Why is this a problem? According to the Brookings report, decentralization increases infrastructure costs, lengthens commutes, creates a greater mismatch between jobs and low income workers, reduces innovation, and increases energy consumption. Unfortunately, these are presumptions, and the report does not explicitly tie decentralization of jobs to these effects.
More importantly, is this true? No, at least not based on the evidence in the report. The substance of the report simply measures where jobs are located based on its distance from a the center of a census-defined central “place”. It then assumes that further distance from the CBD means urban productivity is lower (because growth is in lower density locations). It does not evaluate productivity or income growth. In fact, even though it would have been easy to do, the report does not even present eveidence on the relationship between job growth and decentralization.
I suspect the results wouldn’t be quite as negative if they had. For example, the top five most centralized metropolitan areas are: Virginia Beach, New York, Salt Lake, Las Vegas, and Boston. Salt Lake and Las Vegas are fast growing metro areas, but they are also small.

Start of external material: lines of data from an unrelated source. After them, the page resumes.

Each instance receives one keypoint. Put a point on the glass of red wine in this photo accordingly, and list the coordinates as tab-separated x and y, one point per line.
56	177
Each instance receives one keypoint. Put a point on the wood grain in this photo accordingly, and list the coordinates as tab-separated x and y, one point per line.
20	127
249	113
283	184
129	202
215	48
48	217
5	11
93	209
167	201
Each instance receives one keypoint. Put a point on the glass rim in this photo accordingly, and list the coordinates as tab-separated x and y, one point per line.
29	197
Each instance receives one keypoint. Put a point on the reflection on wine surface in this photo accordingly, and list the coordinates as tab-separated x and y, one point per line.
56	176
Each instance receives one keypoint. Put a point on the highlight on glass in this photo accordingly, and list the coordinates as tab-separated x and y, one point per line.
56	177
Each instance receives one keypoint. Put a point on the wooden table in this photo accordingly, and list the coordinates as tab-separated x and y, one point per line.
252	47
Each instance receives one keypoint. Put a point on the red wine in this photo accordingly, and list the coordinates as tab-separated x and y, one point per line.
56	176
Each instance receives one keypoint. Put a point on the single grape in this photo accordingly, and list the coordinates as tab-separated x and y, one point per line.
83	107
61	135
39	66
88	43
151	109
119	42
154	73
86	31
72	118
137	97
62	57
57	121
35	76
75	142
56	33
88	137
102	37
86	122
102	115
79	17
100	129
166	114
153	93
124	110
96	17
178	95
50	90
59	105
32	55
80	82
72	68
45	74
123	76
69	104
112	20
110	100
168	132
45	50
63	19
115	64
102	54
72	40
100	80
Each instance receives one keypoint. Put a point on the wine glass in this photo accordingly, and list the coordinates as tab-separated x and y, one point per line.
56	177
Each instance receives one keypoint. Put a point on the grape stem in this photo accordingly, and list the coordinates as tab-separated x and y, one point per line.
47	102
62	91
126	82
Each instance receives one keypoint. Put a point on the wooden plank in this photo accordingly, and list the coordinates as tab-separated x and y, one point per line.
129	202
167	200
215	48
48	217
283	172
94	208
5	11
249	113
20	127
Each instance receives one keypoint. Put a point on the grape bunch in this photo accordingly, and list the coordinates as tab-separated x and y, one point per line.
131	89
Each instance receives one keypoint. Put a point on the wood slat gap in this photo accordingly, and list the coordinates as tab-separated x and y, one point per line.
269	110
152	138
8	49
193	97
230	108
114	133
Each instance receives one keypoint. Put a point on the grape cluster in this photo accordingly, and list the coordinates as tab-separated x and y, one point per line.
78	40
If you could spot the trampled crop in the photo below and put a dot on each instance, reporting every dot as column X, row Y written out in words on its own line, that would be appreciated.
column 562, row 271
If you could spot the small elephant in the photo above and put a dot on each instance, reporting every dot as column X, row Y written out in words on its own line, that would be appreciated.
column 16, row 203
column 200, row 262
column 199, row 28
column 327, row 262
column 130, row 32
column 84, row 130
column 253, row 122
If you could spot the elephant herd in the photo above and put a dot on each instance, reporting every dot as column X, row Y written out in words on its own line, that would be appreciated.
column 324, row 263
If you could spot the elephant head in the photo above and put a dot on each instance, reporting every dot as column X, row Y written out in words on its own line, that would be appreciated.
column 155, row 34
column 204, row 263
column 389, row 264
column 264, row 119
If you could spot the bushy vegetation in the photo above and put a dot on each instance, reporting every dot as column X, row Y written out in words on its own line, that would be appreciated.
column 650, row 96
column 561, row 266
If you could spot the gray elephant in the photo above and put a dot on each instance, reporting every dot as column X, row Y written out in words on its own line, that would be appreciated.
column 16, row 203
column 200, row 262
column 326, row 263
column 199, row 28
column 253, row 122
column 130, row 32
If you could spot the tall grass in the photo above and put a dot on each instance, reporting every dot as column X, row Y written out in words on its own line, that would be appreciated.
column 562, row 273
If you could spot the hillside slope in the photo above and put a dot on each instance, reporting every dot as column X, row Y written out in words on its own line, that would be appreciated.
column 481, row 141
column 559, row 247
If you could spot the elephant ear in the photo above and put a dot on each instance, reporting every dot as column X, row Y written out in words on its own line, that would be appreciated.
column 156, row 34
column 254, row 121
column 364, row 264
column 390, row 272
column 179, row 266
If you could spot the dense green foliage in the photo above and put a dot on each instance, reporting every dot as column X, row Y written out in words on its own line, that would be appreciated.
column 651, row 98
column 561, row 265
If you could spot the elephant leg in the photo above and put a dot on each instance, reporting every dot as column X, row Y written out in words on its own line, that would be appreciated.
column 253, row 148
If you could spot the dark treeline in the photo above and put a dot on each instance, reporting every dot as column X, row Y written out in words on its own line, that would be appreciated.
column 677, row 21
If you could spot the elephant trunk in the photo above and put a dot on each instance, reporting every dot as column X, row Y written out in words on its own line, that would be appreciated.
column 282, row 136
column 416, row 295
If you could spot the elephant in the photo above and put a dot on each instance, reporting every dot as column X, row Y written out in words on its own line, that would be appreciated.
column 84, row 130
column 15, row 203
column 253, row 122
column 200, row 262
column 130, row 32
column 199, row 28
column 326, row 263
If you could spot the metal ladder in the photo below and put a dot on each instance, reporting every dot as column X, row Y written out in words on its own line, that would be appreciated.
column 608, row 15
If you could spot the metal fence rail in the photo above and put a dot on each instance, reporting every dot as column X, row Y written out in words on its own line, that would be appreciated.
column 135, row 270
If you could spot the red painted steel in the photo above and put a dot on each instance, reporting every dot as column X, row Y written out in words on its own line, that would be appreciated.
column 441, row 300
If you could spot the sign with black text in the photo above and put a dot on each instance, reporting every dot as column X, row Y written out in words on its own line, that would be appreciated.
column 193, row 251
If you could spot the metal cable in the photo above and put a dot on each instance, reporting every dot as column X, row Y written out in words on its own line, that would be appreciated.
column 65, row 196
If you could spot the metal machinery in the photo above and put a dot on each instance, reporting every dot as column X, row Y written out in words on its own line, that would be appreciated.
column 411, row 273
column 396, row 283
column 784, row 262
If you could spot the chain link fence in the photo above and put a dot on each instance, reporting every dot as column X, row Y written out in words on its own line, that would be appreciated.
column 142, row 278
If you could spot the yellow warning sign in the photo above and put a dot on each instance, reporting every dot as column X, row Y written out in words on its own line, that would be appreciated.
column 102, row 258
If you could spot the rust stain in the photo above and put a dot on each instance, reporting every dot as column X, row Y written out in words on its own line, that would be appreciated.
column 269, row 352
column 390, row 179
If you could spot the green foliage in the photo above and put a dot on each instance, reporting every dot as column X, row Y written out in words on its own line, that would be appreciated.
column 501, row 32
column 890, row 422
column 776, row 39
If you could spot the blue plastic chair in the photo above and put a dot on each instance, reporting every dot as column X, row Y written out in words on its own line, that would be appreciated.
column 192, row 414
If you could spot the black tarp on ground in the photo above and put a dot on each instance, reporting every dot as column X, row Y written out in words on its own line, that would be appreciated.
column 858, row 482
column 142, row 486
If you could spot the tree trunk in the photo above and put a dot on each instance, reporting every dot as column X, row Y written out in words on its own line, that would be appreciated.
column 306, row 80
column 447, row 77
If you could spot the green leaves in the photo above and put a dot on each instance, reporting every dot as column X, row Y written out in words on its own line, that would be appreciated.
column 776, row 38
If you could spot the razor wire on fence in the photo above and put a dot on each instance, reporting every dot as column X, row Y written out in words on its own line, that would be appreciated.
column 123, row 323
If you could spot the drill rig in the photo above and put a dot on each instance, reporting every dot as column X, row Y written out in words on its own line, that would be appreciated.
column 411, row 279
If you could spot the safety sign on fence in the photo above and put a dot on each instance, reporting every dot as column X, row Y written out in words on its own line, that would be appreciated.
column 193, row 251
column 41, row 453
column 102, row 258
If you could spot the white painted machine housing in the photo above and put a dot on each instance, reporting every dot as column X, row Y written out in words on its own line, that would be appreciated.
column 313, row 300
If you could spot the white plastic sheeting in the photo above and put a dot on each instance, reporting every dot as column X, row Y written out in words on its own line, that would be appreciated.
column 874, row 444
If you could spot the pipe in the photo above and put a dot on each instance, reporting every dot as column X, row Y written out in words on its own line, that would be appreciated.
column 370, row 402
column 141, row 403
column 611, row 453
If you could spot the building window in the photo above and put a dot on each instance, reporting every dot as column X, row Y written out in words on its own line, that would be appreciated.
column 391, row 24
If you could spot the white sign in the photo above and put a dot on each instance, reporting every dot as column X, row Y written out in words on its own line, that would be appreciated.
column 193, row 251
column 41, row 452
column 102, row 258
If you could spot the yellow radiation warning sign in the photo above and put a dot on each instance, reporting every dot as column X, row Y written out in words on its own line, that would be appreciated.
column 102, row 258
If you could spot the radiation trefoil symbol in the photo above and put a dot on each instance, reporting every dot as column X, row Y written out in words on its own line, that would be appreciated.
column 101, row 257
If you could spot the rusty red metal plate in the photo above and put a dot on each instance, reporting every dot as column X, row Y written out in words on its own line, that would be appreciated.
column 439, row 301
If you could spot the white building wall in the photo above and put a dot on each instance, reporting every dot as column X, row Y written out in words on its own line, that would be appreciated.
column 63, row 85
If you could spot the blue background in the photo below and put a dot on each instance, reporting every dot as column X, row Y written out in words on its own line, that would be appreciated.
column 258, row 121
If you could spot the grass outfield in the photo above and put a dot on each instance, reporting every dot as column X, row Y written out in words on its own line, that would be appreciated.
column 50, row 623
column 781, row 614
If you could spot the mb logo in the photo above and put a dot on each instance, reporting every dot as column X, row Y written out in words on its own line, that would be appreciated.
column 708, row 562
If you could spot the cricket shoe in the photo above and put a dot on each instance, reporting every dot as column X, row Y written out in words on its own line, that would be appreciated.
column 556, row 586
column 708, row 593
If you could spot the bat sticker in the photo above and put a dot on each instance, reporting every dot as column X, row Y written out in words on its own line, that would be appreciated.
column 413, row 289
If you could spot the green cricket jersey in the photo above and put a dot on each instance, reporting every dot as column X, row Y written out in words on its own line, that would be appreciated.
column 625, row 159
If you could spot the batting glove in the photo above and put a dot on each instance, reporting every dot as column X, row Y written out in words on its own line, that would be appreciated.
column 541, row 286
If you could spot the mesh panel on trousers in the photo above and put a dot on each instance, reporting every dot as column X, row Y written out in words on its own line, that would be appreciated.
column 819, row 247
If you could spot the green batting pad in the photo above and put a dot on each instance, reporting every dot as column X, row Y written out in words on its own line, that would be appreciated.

New York, while large, is growing very slowly.
The top five most decentralized metros are: Detroit, Chicago, Dallas-Fort Worth, Los Angeles, and Philadelphia. Philadelphia and Detroit are not growing like gangbusters, but almost all the job growth in Detroit is west of the traditional CBD and around Ann Arbor (home to the University of Michigan). LA and Dallas, of course, are big regions, big job generators and centers of rising productivity in the national economy. Ironically, Chicago is considered a decentralized region, but its traditional downtown, the “loop,” is among the nation’s largest (with more than 16,000 residents) and has been growing.
Two other flaws stand out.
First, the report presumes that distance is important to regional growth. In fact, as we point out in our recent book Mobility First: A New Vision for Transportation in a Globally Competitive 21st Century, travel speed is more important. It’s access to labor and resources, not linear distance, that impacts productivity.
Second, the idea that a CBD is the center of income and regional job growth is a quaint 20th century notion of the urbanized area, but ignores all the relevant changes to urban spatial structure of the past one hundred years. The idea that a single (or two) employment center(s) is “optimal” ignores the actual economics of urban areas where multiple employment centers have emerged in places such as Phoenix, Houston, Los Angeles, and San Francisco. This decentralization has been a central source of productivity growth.
If low-density suburban areas are so unproductive, why are those areas the centers for regional job growth? Alas, the Brookings report doesn’t ask this question, let alone answer it.